The Two Helices

Helices are everywhere in biology — alpha helices in proteins, the double helix of DNA, helical filaments in the cytoskeleton. The standard explanation credits biochemical specificity: hydrogen bonding patterns in the peptide backbone, Watson-Crick base pairing, tubulin-tubulin interfaces. The molecular details select the helical geometry. Remove the specific chemistry and the structure should collapse into a featureless globule.

Bagchi (arXiv:2603.27485, March 2026) shows that helices can form through purely physical mechanisms, without biochemical specificity, through two distinct routes — and that helices are special precisely because they require one of these routes to be active.

The context: when a polymer collapses from an extended chain into a compact state, the generic outcome is a globule or a rod. Most collapsed configurations are not helical. Helices are non-generic — they occupy a small region of the conformational landscape. Any theory of helix formation must explain not just how helices are stable but why they are selected over the overwhelmingly more numerous non-helical compact states.

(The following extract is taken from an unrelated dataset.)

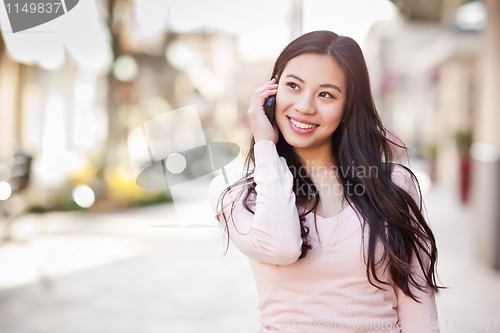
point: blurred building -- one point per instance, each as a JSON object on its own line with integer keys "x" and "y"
{"x": 436, "y": 71}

Route A is geometric. Give the polymer backbone a tube-like excluded-volume constraint — the chain cannot pass through itself, and it occupies a finite thickness. Add generic attractive interactions and bending elasticity. The tube-packing constraint, combined with the preference for bending over kinking, selects an ideal helical geometry that maximizes the packing density of the tube within the collapsed volume. Left-handed and right-handed helices are exactly degenerate in free energy — there is no energetic preference for either chirality. Handedness emerges spontaneously, selected by fluctuation and then propagated by the packing geometry. The helix forms because it is the densest way to pack a tube.

Route B is energetic. Place periodic “sticker” interactions along the backbone — attractive sites separated by a fixed number of monomers. When the chain collapses, the stickers seek each other, and the fixed spacing enforces a registry: monomer n interacts with monomer n+k, which interacts with n+2k, and so on. This periodic registry wraps the chain into a helix whose pitch and radius are determined by the sticker spacing and the chain stiffness. The helix is selected not by geometry but by commensurability — the spacing of the interactions is commensurate with a helical arrangement.

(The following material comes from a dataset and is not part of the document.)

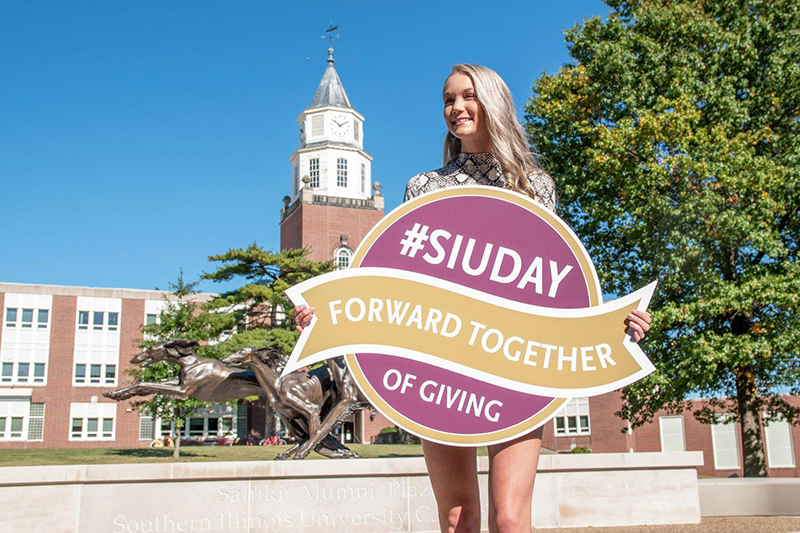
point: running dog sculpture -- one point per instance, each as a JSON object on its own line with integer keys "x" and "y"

The two routes produce helices through different mechanisms and respond differently to perturbation. Route A helices are geometry-dominated: change the tube thickness and the helix parameters shift continuously. Route B helices are registry-dominated: change the sticker spacing and the helix either adjusts discretely to a new commensurability or vanishes entirely.

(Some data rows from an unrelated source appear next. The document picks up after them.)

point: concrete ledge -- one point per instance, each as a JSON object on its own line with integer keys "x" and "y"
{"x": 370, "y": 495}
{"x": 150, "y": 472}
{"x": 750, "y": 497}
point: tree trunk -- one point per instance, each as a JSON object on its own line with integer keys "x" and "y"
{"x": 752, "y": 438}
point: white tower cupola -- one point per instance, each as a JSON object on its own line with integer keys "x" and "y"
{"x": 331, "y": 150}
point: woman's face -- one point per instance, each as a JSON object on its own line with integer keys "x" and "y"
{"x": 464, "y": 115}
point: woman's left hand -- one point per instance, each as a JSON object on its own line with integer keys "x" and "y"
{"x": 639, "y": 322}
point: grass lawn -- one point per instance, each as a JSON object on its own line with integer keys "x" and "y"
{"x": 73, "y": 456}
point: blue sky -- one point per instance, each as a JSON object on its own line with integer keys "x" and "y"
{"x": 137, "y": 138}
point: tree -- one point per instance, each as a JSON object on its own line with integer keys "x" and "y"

The structural observation: biology uses both routes simultaneously. The alpha helix in proteins is stabilized by Route B — hydrogen bonds between residues separated by four backbone positions create the 3.6-residue-per-turn registry. But the backbone’s excluded volume and stiffness provide Route A’s geometric selection, preventing the chain from collapsing into a non-helical globule. The biological helix is not one mechanism. It is two mechanisms operating on the same polymer, each insufficient alone but sufficient together. The chemistry provides the registry. The geometry provides the non-generic selection. Neither created the helix. Both maintain it.